Mohabat News, an Iranian Christian news service, quotes Mohamaad Ali Isfenani as announcing to the public and Parliament in a recent meeting:
“As some people may not comply with our current Islamic legal system, we must regard 9 as being the appropriate age for a girl to have reached puberty and qualified to get married. To do otherwise would be to contradict and challenge Islamic Sharia law.”
According to recently released statistics reported by Mohabat news, in the past few weeks over seventy-five female children under the age of 10 were forced to marry much older men in Iran.
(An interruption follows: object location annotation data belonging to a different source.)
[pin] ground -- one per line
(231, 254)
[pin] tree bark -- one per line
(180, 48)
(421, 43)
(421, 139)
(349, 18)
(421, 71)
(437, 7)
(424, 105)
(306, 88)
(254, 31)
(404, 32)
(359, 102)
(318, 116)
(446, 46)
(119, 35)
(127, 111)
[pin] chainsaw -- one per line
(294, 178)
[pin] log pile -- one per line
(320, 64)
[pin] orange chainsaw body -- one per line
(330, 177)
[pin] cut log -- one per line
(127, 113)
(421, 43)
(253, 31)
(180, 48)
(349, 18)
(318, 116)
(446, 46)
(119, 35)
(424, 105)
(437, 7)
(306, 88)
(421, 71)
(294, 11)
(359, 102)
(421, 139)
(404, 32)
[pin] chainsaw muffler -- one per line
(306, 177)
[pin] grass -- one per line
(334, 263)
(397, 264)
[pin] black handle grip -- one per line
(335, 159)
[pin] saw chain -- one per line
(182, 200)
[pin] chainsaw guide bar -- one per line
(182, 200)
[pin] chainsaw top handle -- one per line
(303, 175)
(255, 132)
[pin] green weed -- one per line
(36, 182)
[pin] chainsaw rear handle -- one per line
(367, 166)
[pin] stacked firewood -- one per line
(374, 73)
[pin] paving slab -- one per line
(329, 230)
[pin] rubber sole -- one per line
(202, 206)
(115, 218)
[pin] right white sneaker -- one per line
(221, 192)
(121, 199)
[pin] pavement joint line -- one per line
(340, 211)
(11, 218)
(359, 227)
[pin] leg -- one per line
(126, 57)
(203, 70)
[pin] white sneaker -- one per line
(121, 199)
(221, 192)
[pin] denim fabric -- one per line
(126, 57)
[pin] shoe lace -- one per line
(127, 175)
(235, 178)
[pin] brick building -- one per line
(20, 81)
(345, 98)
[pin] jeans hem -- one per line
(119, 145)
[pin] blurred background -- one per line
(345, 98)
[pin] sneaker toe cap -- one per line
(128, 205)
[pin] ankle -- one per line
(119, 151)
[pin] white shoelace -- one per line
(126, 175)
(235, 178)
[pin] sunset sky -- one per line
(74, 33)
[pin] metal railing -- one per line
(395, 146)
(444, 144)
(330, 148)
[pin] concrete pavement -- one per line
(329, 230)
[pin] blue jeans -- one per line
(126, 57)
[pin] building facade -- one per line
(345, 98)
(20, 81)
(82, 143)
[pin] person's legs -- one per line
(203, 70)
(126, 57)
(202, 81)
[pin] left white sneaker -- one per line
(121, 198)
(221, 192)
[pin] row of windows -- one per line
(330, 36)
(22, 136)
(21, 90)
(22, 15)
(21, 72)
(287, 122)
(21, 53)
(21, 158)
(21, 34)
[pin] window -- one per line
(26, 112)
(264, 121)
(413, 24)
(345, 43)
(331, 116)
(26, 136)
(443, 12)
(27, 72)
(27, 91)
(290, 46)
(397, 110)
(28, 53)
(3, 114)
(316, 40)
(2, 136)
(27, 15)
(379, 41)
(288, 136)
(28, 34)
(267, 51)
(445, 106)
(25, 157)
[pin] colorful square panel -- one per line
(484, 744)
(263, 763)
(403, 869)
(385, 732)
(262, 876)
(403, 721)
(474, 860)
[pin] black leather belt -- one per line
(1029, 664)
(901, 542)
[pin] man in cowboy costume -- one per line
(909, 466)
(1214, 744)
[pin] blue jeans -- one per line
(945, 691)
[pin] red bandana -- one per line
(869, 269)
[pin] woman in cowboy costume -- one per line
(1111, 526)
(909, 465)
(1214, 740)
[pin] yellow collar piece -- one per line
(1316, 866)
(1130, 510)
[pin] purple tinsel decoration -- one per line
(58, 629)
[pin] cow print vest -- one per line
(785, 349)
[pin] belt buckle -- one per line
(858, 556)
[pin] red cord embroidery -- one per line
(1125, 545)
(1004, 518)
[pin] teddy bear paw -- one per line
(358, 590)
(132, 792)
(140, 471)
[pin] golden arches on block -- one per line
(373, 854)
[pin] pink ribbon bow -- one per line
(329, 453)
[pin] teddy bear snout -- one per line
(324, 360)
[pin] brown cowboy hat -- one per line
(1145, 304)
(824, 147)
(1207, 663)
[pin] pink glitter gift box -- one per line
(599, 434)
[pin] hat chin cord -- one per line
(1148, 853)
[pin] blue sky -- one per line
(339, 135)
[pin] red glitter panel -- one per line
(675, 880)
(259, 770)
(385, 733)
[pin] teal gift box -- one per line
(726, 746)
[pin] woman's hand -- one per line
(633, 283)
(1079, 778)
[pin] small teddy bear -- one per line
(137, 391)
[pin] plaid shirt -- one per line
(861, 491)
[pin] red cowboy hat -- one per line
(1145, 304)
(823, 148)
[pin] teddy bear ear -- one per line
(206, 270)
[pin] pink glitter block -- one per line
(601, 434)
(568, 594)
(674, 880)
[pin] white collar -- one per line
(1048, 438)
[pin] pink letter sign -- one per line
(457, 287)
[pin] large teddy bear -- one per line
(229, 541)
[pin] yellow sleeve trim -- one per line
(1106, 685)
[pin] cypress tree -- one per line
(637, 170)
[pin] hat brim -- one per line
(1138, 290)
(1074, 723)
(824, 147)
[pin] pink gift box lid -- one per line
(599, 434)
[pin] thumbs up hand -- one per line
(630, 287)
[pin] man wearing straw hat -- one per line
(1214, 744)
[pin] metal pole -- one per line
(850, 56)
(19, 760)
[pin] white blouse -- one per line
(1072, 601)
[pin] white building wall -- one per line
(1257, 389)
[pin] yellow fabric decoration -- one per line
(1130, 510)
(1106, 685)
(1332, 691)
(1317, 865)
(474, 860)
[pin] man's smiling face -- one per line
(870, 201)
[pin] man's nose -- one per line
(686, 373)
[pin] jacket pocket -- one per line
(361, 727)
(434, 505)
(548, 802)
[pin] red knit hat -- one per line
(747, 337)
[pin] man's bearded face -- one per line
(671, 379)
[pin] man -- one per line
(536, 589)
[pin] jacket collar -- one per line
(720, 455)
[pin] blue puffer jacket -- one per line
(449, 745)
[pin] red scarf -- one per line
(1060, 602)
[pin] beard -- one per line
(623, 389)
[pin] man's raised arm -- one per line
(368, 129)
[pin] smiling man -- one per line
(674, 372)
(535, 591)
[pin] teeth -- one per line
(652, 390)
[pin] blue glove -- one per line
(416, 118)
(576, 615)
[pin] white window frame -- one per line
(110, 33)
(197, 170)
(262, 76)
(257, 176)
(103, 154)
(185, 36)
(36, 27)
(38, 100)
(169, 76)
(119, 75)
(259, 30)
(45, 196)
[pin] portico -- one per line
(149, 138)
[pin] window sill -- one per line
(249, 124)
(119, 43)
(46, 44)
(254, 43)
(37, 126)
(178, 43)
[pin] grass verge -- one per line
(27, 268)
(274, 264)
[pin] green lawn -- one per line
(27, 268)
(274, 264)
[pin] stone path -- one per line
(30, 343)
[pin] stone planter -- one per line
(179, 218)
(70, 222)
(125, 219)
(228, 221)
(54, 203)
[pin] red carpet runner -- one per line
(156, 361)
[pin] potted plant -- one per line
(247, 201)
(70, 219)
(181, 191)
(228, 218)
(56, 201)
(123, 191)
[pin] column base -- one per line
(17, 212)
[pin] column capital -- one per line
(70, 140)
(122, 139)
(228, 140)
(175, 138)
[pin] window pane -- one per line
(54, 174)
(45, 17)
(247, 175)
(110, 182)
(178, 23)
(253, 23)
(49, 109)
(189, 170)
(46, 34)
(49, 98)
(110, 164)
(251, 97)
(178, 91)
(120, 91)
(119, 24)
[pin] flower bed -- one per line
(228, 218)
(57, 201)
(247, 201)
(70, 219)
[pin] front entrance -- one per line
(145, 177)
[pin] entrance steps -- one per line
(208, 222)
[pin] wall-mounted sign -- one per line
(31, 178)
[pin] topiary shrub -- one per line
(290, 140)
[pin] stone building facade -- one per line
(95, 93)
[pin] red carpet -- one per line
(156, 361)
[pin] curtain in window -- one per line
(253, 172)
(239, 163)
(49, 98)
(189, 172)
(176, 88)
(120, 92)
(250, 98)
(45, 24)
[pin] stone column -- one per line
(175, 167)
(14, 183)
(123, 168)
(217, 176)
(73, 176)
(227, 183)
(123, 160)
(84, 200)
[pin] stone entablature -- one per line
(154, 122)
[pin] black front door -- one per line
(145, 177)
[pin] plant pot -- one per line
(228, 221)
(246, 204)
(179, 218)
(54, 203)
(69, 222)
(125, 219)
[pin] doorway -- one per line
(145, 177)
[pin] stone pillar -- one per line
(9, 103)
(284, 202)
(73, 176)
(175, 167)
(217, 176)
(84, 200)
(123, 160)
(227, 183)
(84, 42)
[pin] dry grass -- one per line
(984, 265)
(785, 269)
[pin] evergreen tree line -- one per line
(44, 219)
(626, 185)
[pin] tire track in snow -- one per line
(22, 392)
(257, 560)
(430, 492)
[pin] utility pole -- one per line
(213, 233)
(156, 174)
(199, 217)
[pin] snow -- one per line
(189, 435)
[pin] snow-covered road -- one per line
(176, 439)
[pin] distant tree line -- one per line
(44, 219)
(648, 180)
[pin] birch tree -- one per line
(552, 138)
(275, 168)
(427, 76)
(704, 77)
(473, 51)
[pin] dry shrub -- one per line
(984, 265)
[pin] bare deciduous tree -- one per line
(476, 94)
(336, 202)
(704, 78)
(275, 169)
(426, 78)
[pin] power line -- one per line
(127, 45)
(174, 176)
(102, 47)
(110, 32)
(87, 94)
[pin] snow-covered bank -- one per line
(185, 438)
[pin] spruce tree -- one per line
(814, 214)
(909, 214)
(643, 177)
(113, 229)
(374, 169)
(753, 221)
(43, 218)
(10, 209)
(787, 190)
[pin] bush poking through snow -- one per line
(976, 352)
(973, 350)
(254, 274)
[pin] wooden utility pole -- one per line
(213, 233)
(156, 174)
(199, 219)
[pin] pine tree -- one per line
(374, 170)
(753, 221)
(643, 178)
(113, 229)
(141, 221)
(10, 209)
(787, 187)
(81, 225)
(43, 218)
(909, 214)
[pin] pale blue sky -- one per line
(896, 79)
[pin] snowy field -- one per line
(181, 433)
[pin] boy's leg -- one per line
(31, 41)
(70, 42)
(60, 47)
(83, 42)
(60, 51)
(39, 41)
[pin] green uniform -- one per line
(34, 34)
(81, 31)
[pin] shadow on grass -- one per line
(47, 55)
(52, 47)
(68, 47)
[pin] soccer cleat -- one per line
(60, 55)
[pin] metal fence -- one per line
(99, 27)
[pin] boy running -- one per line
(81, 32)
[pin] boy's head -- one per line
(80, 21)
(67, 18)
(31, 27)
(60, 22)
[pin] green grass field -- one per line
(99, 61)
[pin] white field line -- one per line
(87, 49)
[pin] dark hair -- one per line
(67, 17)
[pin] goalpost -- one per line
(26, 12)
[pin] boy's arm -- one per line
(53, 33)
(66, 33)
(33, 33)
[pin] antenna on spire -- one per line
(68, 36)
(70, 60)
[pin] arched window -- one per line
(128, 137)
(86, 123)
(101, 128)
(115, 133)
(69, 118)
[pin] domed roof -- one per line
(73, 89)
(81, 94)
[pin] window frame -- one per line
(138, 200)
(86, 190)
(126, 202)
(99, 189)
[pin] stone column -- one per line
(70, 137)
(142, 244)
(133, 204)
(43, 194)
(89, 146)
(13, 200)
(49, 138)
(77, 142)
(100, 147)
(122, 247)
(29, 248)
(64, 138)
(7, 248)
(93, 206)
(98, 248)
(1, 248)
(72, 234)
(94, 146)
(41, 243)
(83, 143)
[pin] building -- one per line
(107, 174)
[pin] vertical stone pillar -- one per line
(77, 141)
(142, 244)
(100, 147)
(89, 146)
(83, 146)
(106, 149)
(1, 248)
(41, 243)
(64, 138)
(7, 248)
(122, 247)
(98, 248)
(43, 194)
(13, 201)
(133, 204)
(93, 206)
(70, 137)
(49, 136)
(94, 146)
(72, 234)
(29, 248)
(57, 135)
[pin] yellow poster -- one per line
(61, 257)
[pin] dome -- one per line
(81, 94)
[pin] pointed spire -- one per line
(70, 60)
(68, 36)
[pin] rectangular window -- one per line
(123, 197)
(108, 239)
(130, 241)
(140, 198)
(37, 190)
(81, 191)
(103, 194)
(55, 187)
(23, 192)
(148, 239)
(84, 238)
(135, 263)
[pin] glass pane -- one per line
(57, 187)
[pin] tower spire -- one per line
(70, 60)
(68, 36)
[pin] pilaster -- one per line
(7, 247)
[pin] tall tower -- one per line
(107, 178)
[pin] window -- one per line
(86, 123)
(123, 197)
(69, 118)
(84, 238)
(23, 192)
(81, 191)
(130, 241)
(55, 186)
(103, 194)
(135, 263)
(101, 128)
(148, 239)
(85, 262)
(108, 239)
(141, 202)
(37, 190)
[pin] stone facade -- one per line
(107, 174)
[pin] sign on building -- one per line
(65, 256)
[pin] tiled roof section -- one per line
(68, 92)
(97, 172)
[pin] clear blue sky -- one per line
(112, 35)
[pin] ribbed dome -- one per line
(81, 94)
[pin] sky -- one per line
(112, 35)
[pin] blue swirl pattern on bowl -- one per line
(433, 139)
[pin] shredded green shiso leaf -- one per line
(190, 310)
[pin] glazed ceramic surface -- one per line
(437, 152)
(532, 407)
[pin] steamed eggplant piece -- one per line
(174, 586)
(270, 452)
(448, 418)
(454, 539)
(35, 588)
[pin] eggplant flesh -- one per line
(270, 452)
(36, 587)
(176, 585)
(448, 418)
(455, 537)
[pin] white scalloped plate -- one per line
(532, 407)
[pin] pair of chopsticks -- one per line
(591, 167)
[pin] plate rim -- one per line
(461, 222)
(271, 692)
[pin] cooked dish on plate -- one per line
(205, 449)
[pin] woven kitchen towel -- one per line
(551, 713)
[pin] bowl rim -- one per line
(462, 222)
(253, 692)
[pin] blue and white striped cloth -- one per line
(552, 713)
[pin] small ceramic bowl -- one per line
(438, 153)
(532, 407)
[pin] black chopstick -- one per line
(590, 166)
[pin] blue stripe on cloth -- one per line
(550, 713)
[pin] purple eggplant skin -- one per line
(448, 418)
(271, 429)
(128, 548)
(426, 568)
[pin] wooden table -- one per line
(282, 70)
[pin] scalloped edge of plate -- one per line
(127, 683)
The thought of a child so young being forced into such an unthinkable situation causes others worldwide to recoil in shock. Many of these young girls are forced to marry men who were born generations earlier and could be their grandfathers; men that are oftentimes between 45 and 50 years old - sometimes even older.
One can only imagine the psychological effects of such a permanent life-altering situation imposed upon a young girl. But the worst isn’t just facing a future barren of thinking or being able to make their own decisions, conditions that women in the Western world consider basic rights. Nor is the worst of this existence the fact that they are merely seen by their husbands as objects for sex and servitude. These facets of their daily lives seem utterly cruel and unbearable enough to cause most of us to feel the utmost sympathy and compassion for their plight…
No - the most atrocious part of these marriages is that these unfortunate girls born into the countries that adhere to these savage Sharia laws are dying because of them.
Recently an 8-year-old child bride in Afghanistan (who remains anonymous) was reported to have died on her wedding night from severe bleeding (please note that the linked story and the following content is extremely graphic). Her marriage was arranged between her family and their village’s Mullah. In return for their daughter the family received a generous amount of money. The night of their wedding the young girl’s husband, who could have been her grandfather, became frustrated at not being able to penetrate her sexually and proceeded to cut her in order to be able to have more success at the act of intercourse. She died that night on their marriage bed covered with her own blood from severe internal bleeding.
Her story is not an uncommon one.
A study by Anita Raj, PhD (a professor in the Department of Medicine at the University of California, San Diego School of Medicine) and Ulrike Boehmer, PhD (an associate professor in the Boston University School of Public Health) reveals the obvious connection between child brides and maternal as well as infant mortality rates. The study concluded that if a country reduced its numbers of child marriage by just 10%, that could give way to an estimated decrease of 70% in its maternal mortality rates. One can only imagine the impact that completely abolishing the practice of child marriage would have.
The Iranian Parliament is expected to vote soon regarding the proposal of lowering the age of child brides to below 10 years. The world can only hope that reason will prevail, though that seems unlikely in a country so overrun by religious zealotry.
What can we do? There are organizations fighting for women and young girls globally like the International Center for Research on Women (ICRW). We can educate ourselves. Sign petitions. We can donate. And we can spread the word to let others know that this is a global issue.